Hoy te diría Mercedes Sosa. Me gustaría escucharla contextualizada en este tiempo. Su sensibilidad y potencia tienen aún muchas almas que sacudir. Cuesta encontrar artistas redondos como ella…

¿Cómo has vivido esta cuarentena/confinamiento terrorífico?

Algo extrañada y temerosa pero rebelde a la vez. He sentido la pérdida de libertad y por ello me he obligado a ser aún más libre creando y componiendo sin perder ritmo y marcándome proyectos a corto plazo. Ha sido genial darme cuenta de todo lo que no necesitaba para ser feliz. He compuesto música sobre la pandemia desde diferentes perspectivas como desahogo. Me he centrado en estudiar más tiempo con la guitarra, crear y componer mejores canciones y desarrollar ideas para mover mi música. Mientras tanto he tenido la fortuna de vivir vertiginosamentemente con mi monstruosa y maravillosa familia. En los hogares con niños ha sido un reto muy fuerte superar el día día sin poder llevar a los hijos al colegio… ¡Pero hemos sobrevivido!

¿El futuro de la música en España es…?

Es incierto y está muy condicionado por la música comercial y patatera.

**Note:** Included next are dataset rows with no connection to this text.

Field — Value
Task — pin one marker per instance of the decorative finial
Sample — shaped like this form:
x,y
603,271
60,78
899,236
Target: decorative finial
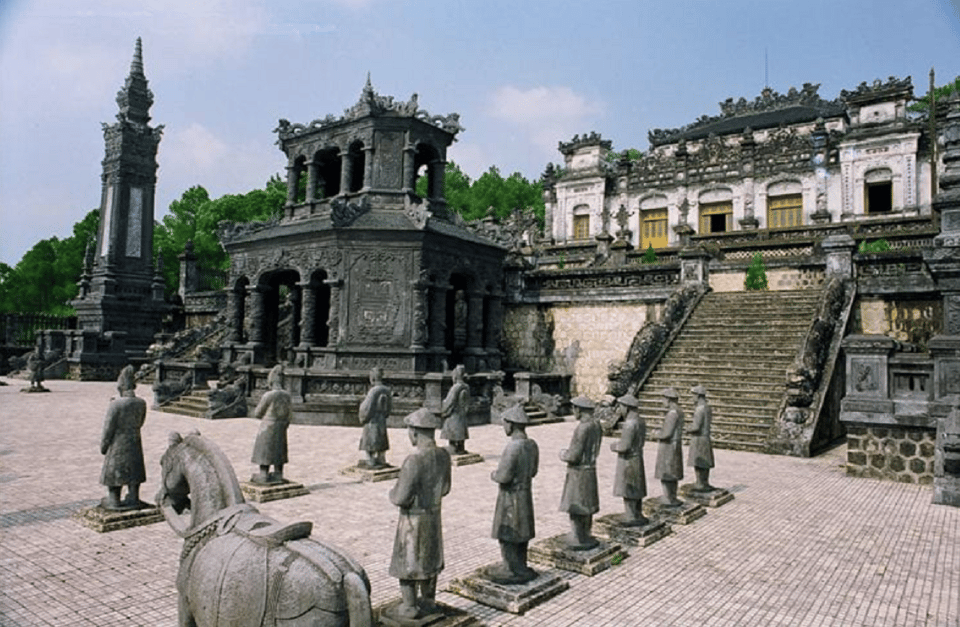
x,y
136,65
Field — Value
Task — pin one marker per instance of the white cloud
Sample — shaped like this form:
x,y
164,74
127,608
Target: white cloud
x,y
546,115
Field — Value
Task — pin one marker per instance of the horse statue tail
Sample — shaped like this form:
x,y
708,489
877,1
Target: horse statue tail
x,y
358,600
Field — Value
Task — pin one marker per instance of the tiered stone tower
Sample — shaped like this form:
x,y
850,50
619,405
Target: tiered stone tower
x,y
121,298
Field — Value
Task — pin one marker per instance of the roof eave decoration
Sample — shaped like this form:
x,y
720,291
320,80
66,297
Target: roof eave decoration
x,y
768,100
589,139
372,104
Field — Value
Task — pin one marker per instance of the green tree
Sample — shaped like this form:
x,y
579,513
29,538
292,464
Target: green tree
x,y
756,278
45,279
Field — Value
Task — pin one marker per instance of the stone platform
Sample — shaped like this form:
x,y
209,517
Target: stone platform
x,y
371,475
263,492
104,520
710,498
513,598
553,552
465,459
643,535
445,616
682,514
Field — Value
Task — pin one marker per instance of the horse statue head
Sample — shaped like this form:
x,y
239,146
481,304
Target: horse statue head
x,y
197,482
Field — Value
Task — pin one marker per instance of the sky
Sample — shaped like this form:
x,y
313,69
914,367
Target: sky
x,y
523,75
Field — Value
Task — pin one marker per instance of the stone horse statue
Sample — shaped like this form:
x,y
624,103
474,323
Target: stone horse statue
x,y
241,568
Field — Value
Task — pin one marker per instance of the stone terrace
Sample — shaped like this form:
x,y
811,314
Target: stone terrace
x,y
802,544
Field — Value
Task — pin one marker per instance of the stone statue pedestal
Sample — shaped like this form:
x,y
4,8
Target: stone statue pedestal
x,y
711,498
103,520
682,514
445,616
641,535
263,492
553,552
371,475
513,598
465,459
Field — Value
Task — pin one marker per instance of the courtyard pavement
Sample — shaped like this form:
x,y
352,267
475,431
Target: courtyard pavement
x,y
801,545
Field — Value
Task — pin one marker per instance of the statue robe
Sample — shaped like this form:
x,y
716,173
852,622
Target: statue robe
x,y
630,481
513,519
121,444
418,546
580,494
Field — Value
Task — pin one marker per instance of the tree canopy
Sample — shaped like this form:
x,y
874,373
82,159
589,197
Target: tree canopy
x,y
45,279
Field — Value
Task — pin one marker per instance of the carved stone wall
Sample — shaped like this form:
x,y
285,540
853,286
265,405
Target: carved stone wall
x,y
895,453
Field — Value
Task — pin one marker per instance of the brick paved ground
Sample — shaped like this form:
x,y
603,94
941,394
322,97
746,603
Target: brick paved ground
x,y
801,545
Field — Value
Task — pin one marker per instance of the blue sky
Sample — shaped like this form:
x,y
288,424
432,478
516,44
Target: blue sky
x,y
522,74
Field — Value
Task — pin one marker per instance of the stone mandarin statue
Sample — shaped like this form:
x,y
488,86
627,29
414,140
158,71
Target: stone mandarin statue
x,y
454,412
580,497
669,468
418,547
374,411
701,450
121,445
630,482
270,448
513,520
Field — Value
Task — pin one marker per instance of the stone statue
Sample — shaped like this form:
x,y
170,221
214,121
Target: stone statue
x,y
374,411
273,411
701,450
241,568
513,521
35,365
631,481
580,497
670,452
418,547
121,446
454,413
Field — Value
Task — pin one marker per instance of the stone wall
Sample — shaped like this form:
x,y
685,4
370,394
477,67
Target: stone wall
x,y
913,320
895,453
599,334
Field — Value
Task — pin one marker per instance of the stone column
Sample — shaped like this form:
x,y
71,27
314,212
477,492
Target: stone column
x,y
313,172
256,313
346,171
293,174
308,314
438,315
333,319
409,166
367,167
235,305
419,331
839,251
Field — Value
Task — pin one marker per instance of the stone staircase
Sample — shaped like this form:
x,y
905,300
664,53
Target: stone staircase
x,y
738,345
194,403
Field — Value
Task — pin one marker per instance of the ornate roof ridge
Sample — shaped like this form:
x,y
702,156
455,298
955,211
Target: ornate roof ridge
x,y
373,104
768,100
592,138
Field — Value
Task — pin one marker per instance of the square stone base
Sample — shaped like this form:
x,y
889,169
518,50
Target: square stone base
x,y
514,598
263,492
682,514
445,616
711,498
644,535
104,520
371,475
553,552
465,459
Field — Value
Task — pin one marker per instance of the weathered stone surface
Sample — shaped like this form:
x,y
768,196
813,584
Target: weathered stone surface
x,y
555,553
613,528
513,598
104,520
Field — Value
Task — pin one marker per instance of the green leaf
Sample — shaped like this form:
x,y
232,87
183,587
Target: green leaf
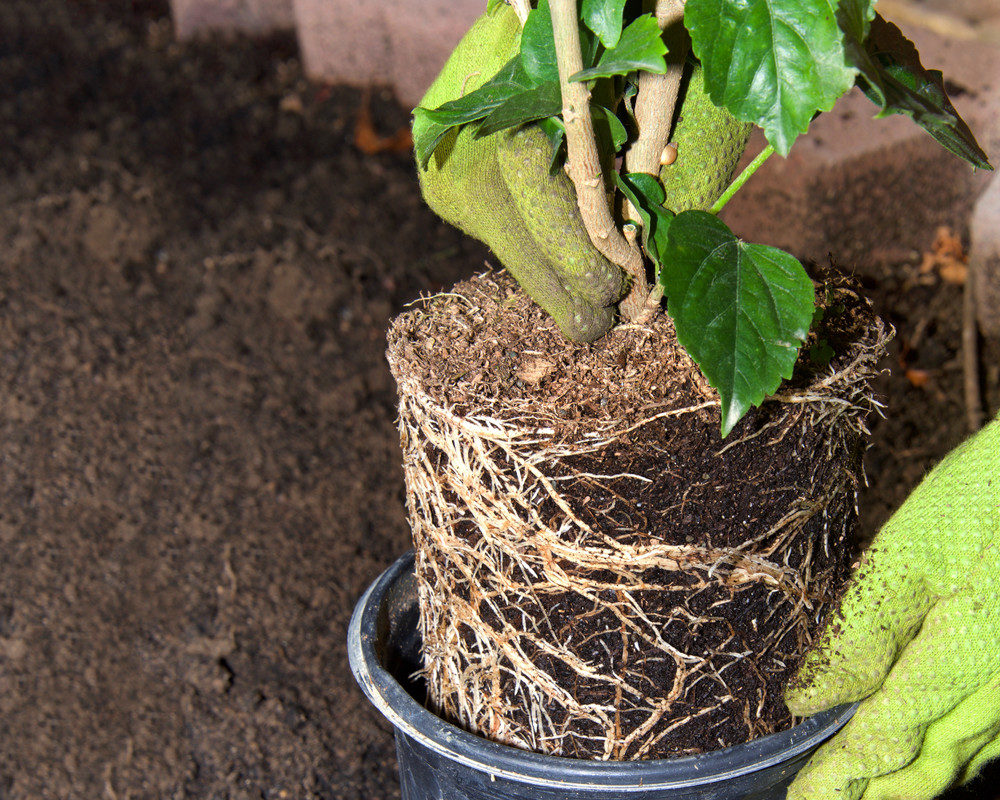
x,y
640,47
608,127
893,78
538,46
435,123
741,310
604,17
555,129
646,194
772,62
534,104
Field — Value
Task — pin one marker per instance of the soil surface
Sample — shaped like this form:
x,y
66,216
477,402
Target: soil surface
x,y
200,470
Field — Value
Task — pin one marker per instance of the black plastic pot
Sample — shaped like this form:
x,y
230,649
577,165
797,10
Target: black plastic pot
x,y
438,761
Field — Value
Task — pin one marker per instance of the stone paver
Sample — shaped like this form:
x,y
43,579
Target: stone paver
x,y
863,189
984,257
192,17
867,190
397,43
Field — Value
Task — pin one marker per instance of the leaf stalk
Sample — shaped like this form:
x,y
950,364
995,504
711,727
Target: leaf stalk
x,y
742,178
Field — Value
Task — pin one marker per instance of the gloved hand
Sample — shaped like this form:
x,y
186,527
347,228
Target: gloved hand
x,y
498,188
917,640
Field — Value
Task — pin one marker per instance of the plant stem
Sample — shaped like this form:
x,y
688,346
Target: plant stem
x,y
657,95
740,179
583,164
654,112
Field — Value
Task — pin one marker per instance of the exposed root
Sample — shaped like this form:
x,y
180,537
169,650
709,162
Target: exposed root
x,y
549,631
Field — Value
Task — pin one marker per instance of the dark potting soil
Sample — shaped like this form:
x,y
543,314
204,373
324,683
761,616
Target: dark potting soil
x,y
198,461
485,351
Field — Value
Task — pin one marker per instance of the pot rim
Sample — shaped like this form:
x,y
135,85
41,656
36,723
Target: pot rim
x,y
416,722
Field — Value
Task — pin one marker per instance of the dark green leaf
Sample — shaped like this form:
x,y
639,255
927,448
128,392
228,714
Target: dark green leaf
x,y
741,310
538,46
893,78
427,135
772,62
608,127
604,17
646,194
534,104
435,123
640,47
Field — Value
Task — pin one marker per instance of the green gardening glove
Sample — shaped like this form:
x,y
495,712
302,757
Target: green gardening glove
x,y
498,188
917,640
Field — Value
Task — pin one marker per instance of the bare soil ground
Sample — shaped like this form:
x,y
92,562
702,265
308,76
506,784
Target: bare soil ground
x,y
198,462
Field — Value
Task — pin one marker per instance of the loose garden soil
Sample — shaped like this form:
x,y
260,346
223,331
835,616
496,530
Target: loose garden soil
x,y
200,468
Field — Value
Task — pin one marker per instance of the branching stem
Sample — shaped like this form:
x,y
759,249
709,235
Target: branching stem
x,y
740,179
583,163
654,112
657,95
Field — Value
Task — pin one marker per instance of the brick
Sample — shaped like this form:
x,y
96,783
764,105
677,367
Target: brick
x,y
868,190
192,17
984,258
397,43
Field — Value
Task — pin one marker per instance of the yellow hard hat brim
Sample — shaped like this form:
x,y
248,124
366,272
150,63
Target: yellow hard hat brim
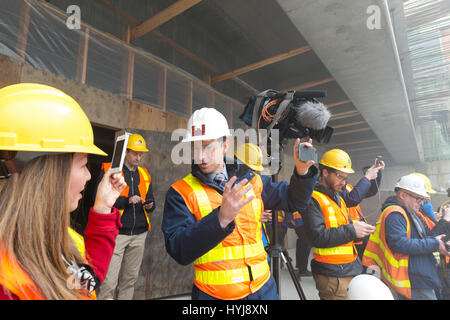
x,y
138,149
256,167
75,149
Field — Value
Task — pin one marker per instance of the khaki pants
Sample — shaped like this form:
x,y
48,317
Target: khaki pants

Pero creo que hay madera, hay mucho que contar y artistas suficientes para dibujar un paisaje más atractivo y variopinto.

¿Tienes en mente alguna alternativa o propuesta que realizar para las bandas nacionales?

Creo que vendrían bien más espacios radiofónicos, televisivos y de difusión en medios con cabida para los artistas independientes. Echo en falta más canales de presentación de nuevas músicas, más agilidad en la programación de conciertos. Es necesario que la cultura musical este en más sitios y al alcance de cualquiera. El aire libre es un lugar maravilloso para que el sonido juguetee. Las ciudades y los pueblos son más bellos cuando te cautiva la música en directo. Creo que el mundo tiene que sonar más y más bello.

¿Cómo os habéis planteado los conciertos en esta situación durísima?

Con naturalidad y paciencia. Buscando poco a poco lugares en los que sea fácil conectar con el público. Intento que cada concierto sea único, aunque haya poquitos, y vivirlo muy agradecida.

Ya por último y para cerrar esta entrevista, Amanda Verdú, me gustaría preguntarte si tienes algún mensaje que transmitir al gremio de artistas, toreros y caricatos excéntricos o al mundo en general. Lo que sea y se te pase por el maquinario…

¡Músicos! Tenemos en nuestras manos y en nuestra voz la posibilidad de que los demás vuelen junto a nosotros. Sigamos trabajando con gusto.

¡Toreros y caricatos excéntricos! ¡Haced el favor de agregar mis canciones a vuestras listas de escucha y dejaros de bobadas!

¡Mundo en general! ¡Escuchemos más y mejor música y disfrutemos de ella en directo de manera habitual, que alimenta el alma señores!